I ragazzi tendevano a trattare male il campo: facevano buchi nella rete e tiravano pallonate alla struttura che lo circondava. “Abbiamo lavorato molto – racconta Matteo – educandoli al rispetto dello spazio pubblico facendo capire che erano proprio loro che ne usufruivano. Quindi piano piano abbiamo insegnato loro delle piccole regole, come l’utilizzo delle scarpe all’interno del campo. Molto spesso giocavano con le calze o le ciabatte e siamo riusciti con il tempo a insegnare una cultura diversa per praticare sport”. Nonostante le difficoltà iniziali quindi, i ragazzi hanno incominciato a capire tutti i piccoli insegnamenti dati da Matteo e gli altri operatori Uisp e come usufruire di uno spazio gratuito in maniera corretta. “Non tutti sono riusciti a capirlo, ma la stragrande maggioranza si, e per noi è stata una soddisfazione”.
Una relazione inizialmente complessa, quella tra operatori e partecipanti, con l’obiettivo di immedesimarsi con i ragazzi del quartiere ma che con il tempo si è trasformata in un buon rapporto e l’arrivo al campo si è evoluto in un evento positivo. “Durante le prime lezioni non abbiamo provato ad imporre il nostro modo di giocare – commenta Matteo – abbiamo fatto svolgere allenamenti classici in cui i ragazzi continuavano in parte a giocare nel loro modo. Successivamente abbiamo provato a imporre la nostra metodologia e questo ha portato a qualche momento conflittuale tra di noi. Con il tempo però i partecipanti hanno capito che quello che proponevamo andava a loro favore e che era fatto per il bene generale”.

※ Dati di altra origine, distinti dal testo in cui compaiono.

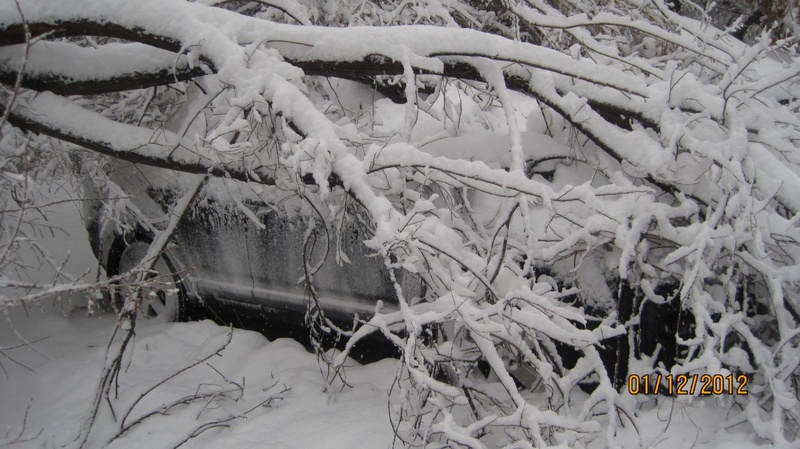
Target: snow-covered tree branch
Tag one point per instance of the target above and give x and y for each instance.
(586, 190)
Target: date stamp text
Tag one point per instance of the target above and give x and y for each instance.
(688, 384)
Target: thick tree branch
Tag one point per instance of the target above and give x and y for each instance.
(60, 118)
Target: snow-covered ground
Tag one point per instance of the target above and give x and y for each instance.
(61, 371)
(64, 362)
(254, 393)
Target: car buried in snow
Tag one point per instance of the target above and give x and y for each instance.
(258, 255)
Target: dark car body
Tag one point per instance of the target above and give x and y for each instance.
(254, 256)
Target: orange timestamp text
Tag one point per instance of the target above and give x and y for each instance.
(688, 384)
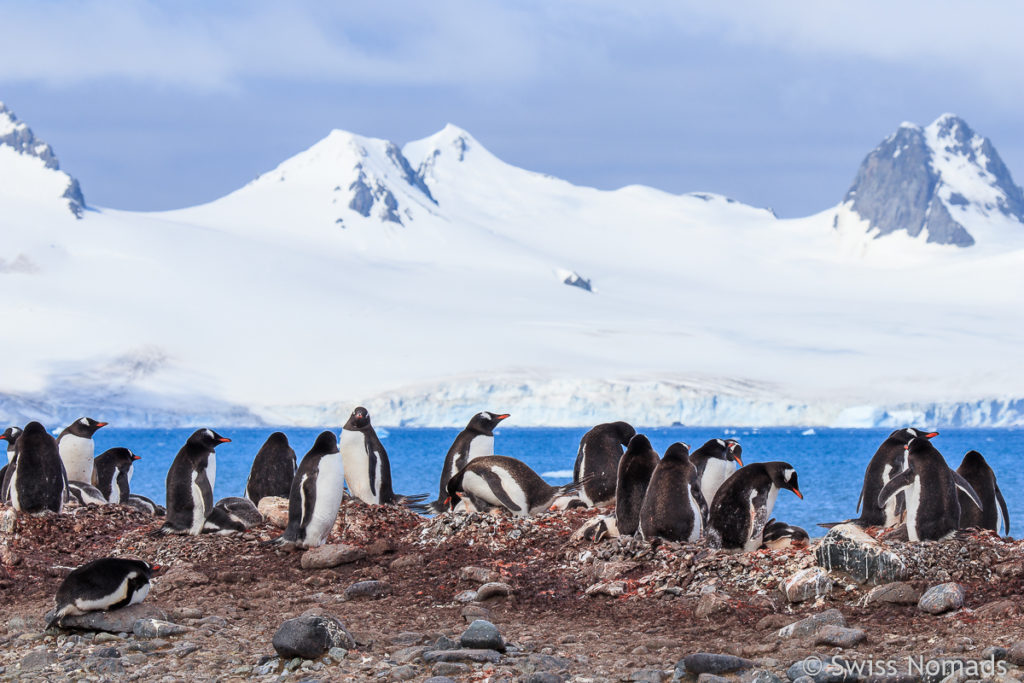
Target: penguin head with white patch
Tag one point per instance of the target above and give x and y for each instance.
(10, 434)
(783, 475)
(207, 439)
(358, 420)
(484, 423)
(85, 427)
(677, 453)
(733, 450)
(906, 434)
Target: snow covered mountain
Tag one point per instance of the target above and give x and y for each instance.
(943, 181)
(432, 281)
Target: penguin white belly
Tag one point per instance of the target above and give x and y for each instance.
(716, 472)
(77, 456)
(353, 455)
(199, 507)
(912, 507)
(115, 491)
(211, 470)
(697, 527)
(330, 489)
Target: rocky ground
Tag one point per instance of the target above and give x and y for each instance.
(407, 588)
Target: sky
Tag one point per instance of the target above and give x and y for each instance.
(156, 105)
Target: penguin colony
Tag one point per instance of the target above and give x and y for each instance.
(683, 497)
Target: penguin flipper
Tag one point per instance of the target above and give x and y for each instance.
(966, 486)
(1003, 510)
(897, 483)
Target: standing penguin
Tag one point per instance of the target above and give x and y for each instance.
(888, 461)
(674, 508)
(933, 510)
(189, 483)
(38, 481)
(112, 471)
(505, 482)
(77, 449)
(109, 583)
(10, 435)
(315, 496)
(272, 469)
(715, 462)
(475, 440)
(976, 472)
(368, 471)
(635, 469)
(742, 506)
(600, 450)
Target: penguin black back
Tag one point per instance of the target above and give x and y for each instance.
(38, 481)
(272, 470)
(674, 507)
(600, 451)
(475, 440)
(977, 472)
(635, 469)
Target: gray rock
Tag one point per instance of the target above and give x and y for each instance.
(450, 669)
(334, 555)
(898, 593)
(409, 654)
(155, 628)
(117, 621)
(37, 659)
(849, 550)
(482, 635)
(403, 673)
(480, 656)
(707, 663)
(493, 590)
(807, 585)
(839, 636)
(811, 625)
(942, 598)
(370, 590)
(647, 676)
(310, 637)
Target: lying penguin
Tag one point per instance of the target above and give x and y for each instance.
(109, 583)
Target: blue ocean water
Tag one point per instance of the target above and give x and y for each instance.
(829, 463)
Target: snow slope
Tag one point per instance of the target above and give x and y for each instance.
(428, 282)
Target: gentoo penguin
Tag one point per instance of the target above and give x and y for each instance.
(981, 477)
(85, 494)
(112, 471)
(38, 481)
(475, 440)
(674, 508)
(315, 496)
(635, 469)
(368, 471)
(933, 510)
(77, 449)
(743, 504)
(505, 482)
(10, 435)
(778, 536)
(230, 515)
(272, 469)
(600, 450)
(888, 461)
(189, 483)
(109, 583)
(715, 462)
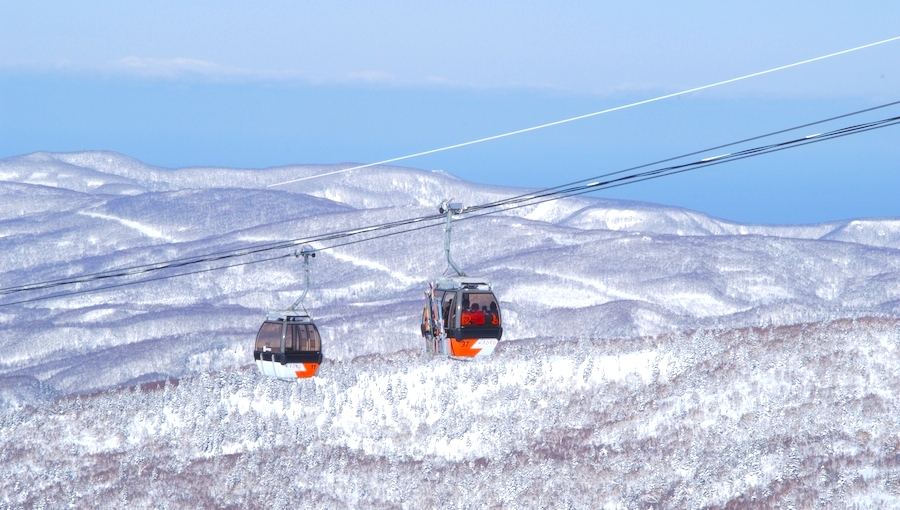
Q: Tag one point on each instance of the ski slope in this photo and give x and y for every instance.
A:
(651, 355)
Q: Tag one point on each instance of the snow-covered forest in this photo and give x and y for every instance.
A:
(651, 357)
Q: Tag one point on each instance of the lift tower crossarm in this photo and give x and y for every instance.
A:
(306, 251)
(450, 208)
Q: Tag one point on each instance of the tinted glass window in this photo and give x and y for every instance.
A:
(314, 343)
(480, 310)
(449, 310)
(269, 336)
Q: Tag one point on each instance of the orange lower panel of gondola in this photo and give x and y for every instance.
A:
(306, 370)
(287, 371)
(472, 347)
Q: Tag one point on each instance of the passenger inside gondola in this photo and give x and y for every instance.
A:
(482, 312)
(494, 314)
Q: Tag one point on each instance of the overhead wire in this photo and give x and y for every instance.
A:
(265, 247)
(588, 115)
(535, 198)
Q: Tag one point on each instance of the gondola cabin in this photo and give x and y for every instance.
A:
(461, 318)
(288, 346)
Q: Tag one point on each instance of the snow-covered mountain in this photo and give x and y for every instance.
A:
(651, 355)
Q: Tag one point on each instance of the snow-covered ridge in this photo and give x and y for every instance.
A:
(652, 355)
(100, 172)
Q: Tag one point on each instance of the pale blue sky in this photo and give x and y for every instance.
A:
(256, 84)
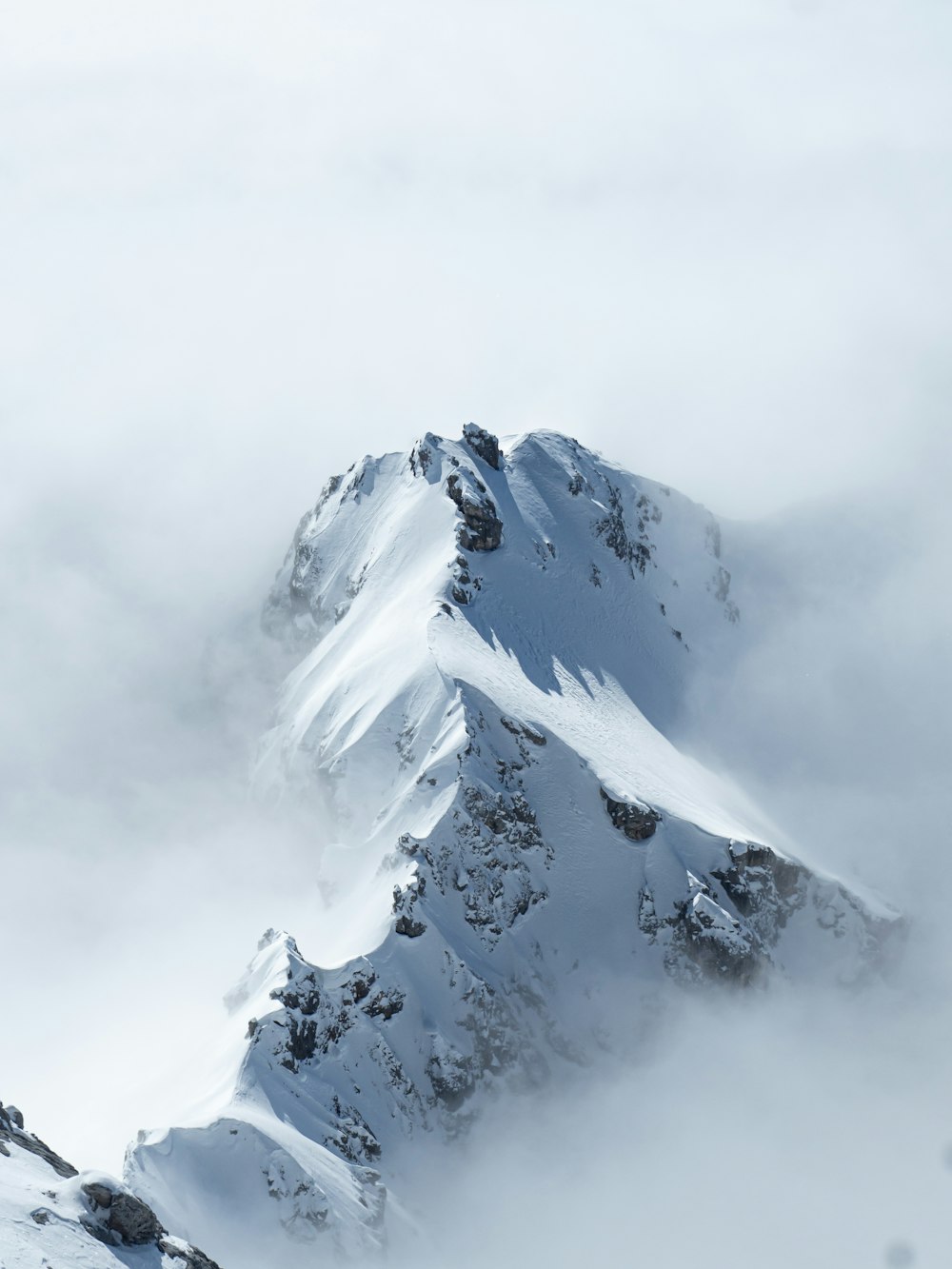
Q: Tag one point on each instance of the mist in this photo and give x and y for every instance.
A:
(244, 248)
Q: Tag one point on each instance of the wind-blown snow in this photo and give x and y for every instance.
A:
(495, 652)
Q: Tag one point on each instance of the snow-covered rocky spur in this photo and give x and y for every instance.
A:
(494, 648)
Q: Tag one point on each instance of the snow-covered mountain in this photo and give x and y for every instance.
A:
(51, 1215)
(494, 651)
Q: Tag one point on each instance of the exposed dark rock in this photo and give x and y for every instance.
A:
(11, 1130)
(131, 1221)
(385, 1004)
(636, 823)
(421, 460)
(522, 730)
(613, 530)
(482, 528)
(189, 1257)
(483, 443)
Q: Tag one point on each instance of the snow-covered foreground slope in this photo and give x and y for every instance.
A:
(53, 1216)
(494, 655)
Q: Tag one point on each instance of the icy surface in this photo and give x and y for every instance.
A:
(495, 644)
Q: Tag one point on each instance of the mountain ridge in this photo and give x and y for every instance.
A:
(491, 648)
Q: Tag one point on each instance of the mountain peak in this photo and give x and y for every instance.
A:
(493, 654)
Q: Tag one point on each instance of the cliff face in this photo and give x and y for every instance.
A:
(494, 652)
(52, 1215)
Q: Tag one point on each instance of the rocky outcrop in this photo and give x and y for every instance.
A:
(11, 1132)
(635, 820)
(107, 1211)
(634, 548)
(482, 528)
(484, 445)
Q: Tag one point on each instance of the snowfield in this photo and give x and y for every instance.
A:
(494, 654)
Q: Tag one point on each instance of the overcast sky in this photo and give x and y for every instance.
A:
(246, 244)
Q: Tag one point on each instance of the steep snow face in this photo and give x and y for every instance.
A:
(51, 1215)
(495, 644)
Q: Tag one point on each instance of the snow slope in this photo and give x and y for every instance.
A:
(494, 654)
(51, 1215)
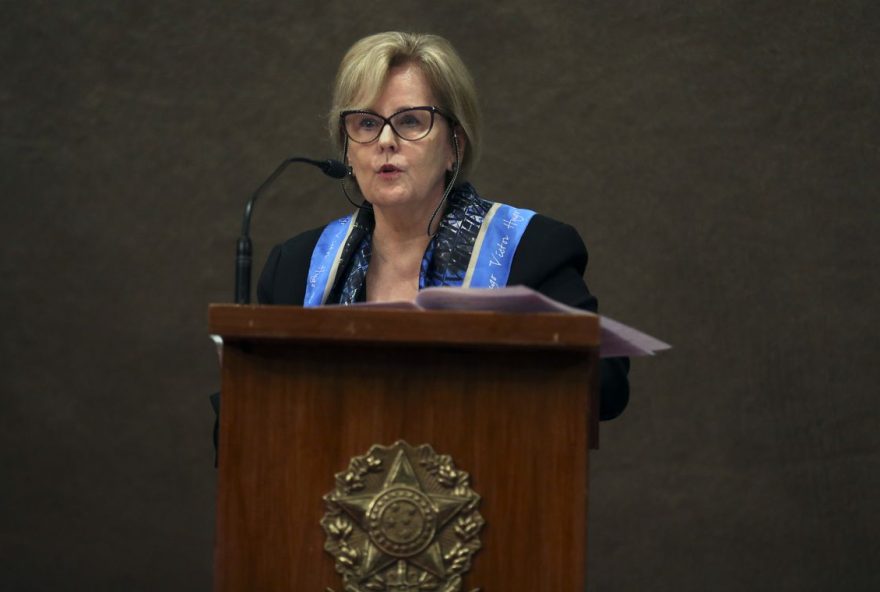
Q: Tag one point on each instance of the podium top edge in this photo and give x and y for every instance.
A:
(479, 329)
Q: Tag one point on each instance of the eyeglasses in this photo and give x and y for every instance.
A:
(410, 124)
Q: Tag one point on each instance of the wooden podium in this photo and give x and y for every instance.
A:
(507, 396)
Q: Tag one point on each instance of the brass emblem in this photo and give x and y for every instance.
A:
(402, 519)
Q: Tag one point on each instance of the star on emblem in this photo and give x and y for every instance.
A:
(402, 518)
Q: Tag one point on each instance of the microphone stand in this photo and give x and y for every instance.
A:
(243, 250)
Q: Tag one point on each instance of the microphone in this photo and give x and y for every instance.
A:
(331, 168)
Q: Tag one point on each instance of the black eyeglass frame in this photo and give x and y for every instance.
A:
(387, 121)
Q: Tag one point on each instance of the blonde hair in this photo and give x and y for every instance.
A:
(365, 68)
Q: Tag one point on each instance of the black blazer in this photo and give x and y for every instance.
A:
(551, 258)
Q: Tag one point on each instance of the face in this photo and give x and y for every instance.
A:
(396, 173)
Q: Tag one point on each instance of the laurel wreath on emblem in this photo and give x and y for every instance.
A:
(402, 519)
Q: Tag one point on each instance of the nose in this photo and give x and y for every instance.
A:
(387, 138)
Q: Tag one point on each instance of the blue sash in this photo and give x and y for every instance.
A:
(475, 247)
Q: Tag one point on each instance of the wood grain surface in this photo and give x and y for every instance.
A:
(294, 414)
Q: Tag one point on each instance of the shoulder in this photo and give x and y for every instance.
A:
(551, 258)
(283, 278)
(548, 244)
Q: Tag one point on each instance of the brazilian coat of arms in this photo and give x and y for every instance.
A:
(402, 519)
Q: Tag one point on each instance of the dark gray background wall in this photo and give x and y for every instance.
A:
(720, 159)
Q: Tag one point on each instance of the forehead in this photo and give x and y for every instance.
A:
(405, 86)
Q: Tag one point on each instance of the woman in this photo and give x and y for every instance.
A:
(405, 119)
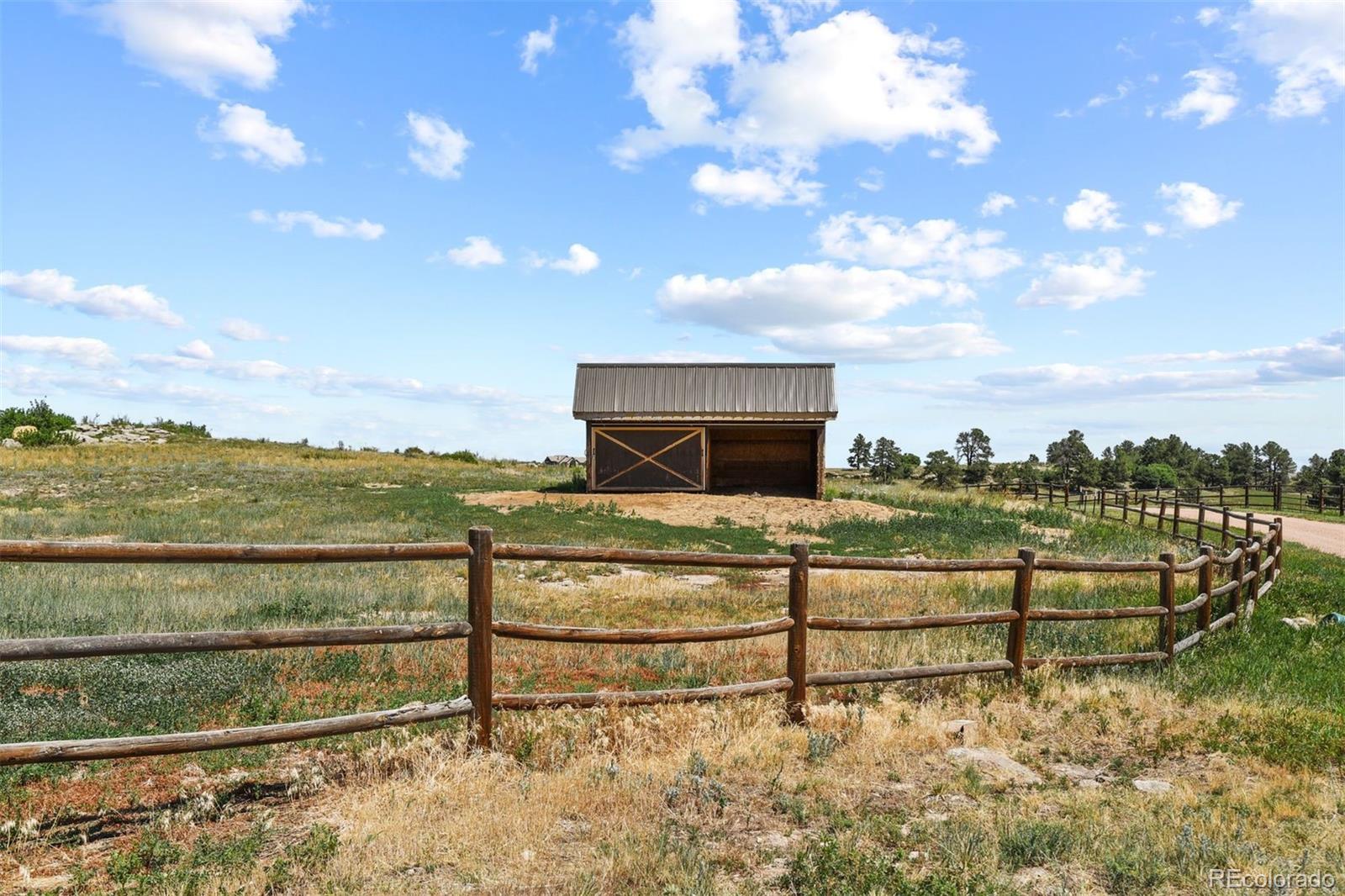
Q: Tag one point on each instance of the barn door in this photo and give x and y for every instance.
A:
(649, 458)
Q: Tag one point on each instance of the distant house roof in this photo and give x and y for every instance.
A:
(705, 392)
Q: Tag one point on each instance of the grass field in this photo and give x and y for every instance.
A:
(1250, 727)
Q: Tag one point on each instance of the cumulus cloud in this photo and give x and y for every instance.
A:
(35, 381)
(81, 351)
(822, 309)
(319, 226)
(1304, 44)
(934, 246)
(198, 349)
(51, 288)
(995, 205)
(580, 260)
(255, 138)
(794, 93)
(326, 381)
(1214, 98)
(201, 45)
(871, 179)
(1095, 276)
(475, 253)
(241, 329)
(436, 148)
(1093, 210)
(1069, 383)
(1311, 358)
(535, 45)
(1197, 206)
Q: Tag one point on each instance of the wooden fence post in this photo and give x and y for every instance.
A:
(1207, 584)
(797, 661)
(1239, 569)
(481, 596)
(1279, 546)
(1021, 603)
(1168, 599)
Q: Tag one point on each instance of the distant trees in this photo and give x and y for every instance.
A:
(974, 450)
(1073, 461)
(942, 468)
(861, 452)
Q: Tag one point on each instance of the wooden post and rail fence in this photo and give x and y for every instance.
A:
(1254, 557)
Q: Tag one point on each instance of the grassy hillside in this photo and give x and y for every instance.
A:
(1250, 728)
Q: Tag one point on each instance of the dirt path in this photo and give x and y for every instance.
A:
(1311, 533)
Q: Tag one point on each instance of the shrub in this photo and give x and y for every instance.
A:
(46, 425)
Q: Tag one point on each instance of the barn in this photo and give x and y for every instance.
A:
(723, 428)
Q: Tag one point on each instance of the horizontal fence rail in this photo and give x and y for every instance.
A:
(1246, 571)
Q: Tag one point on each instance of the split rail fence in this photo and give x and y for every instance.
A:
(1244, 575)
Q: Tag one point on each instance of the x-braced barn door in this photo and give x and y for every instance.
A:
(649, 458)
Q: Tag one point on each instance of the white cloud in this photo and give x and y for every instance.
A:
(582, 260)
(256, 139)
(794, 93)
(475, 253)
(55, 289)
(1073, 385)
(822, 309)
(241, 329)
(537, 44)
(1304, 44)
(198, 349)
(1311, 358)
(1197, 206)
(1096, 276)
(436, 148)
(78, 350)
(759, 187)
(932, 246)
(1214, 98)
(1093, 210)
(201, 45)
(35, 381)
(871, 179)
(995, 205)
(319, 226)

Come si sono interfacciati i ragazzi durante l’attività? “Lo sport, e in particolare il calcio, è un linguaggio universale e questo ha aiutato. Inizialmente – sottolinea Matteo – si erano creati dei gruppetti, divisi per nazionalità. Il gruppo dei senegalesi era in maggioranza e gli altri, soprattutto la comunità marocchina, faticavano a giocare perché molte volte non riuscivano a formare una squadra. Quello che abbiamo provato a fare è stato azzerare completamente queste difficoltà mescolando le squadre, e in parte ha funzionato”.
Il percorso seguito dai partecipanti è stato sicuramente di crescita e integrazione. Alla fine del progetto infatti, Matteo e gli operatori sono rimasti soddisfatti dell’attività messa in piedi e allo stesso tempo delusi per non essere riusciti a coinvolgere tutti i partecipanti. “Alla fine però – spiega Matteo – la stragrande maggioranza dei ragazzi è cresciuta nel giocare e nell’intendere il gioco attraverso il rispetto per l’avversario, per il compagno e per noi”.
“La cosa che mi è rimasta più impressa – conclude Matteo – è che, dopo le prime volte che andavamo, i ragazzi hanno cominciato a riconoscermi anche fuori dal contesto sportivo (io abito là vicino) e incontrandoli per strada tuttora mi salutano, mi sorridono e sono molto contenti di vedermi. Questa loro confidenza, avvenuta in veramente poco tempo, mi ha particolarmente colpito e anche il fatto che ci hanno riconosciuto come figure positive è stato molto significativo”.